The man had discussed potential attacks on politicians in New York and Washington before settling on a plot to attack Times Square, NBC said.
Members of the New York Joint Terrorism Task Force, which is made up of FBI agents and New York police detectives, made the arrest. The task force began tracking him and eventually took him into custody, according to media reports said.
With its millions of visitors each year, Times Square, often called the crossroads of the world, has been targeted by at least two bombers in recent years, despite its heavily-fortified police presence.
On May 1, 2010, police thwarted an attempted car bomb in Times Square, defusing a crude device made out of firecrackers and propane gas tanks.
A Pakistani-born U.S. citizen pleaded guilty to the plot, admitting that he had received bomb-making training from the Pakistani Taliban and that the group, known as Tehrik-e-Taliban Pakistan had funded the plot. He was sentenced to life in prison.
In December 2017, a Bangladeshi man set off a homemade pipe bomb strapped to his body in a crowded underground pedestrian tunnel near Times Square. The man, Akayed Ullah, was convicted of six criminal counts, including use of a weapon of mass destruction and support of a terrorist organization.

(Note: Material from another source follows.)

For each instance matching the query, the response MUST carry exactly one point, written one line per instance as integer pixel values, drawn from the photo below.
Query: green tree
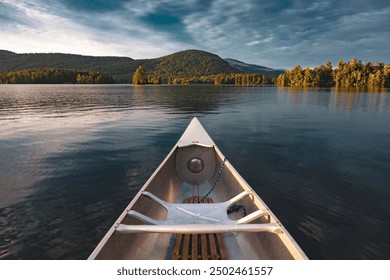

On Friday morning, it was business as usual in Times Square, with a bustle of people on their way to work and tourists beginning to stream into the area.
Kate Fan, a 28-year-old charity worker visiting from her home in Guangzhou, China, said that she heard about the incident but still felt safe.
“We hear a lot of stories about New York being unsafe, but we feel like people sometimes exaggerate safety issues,” she said.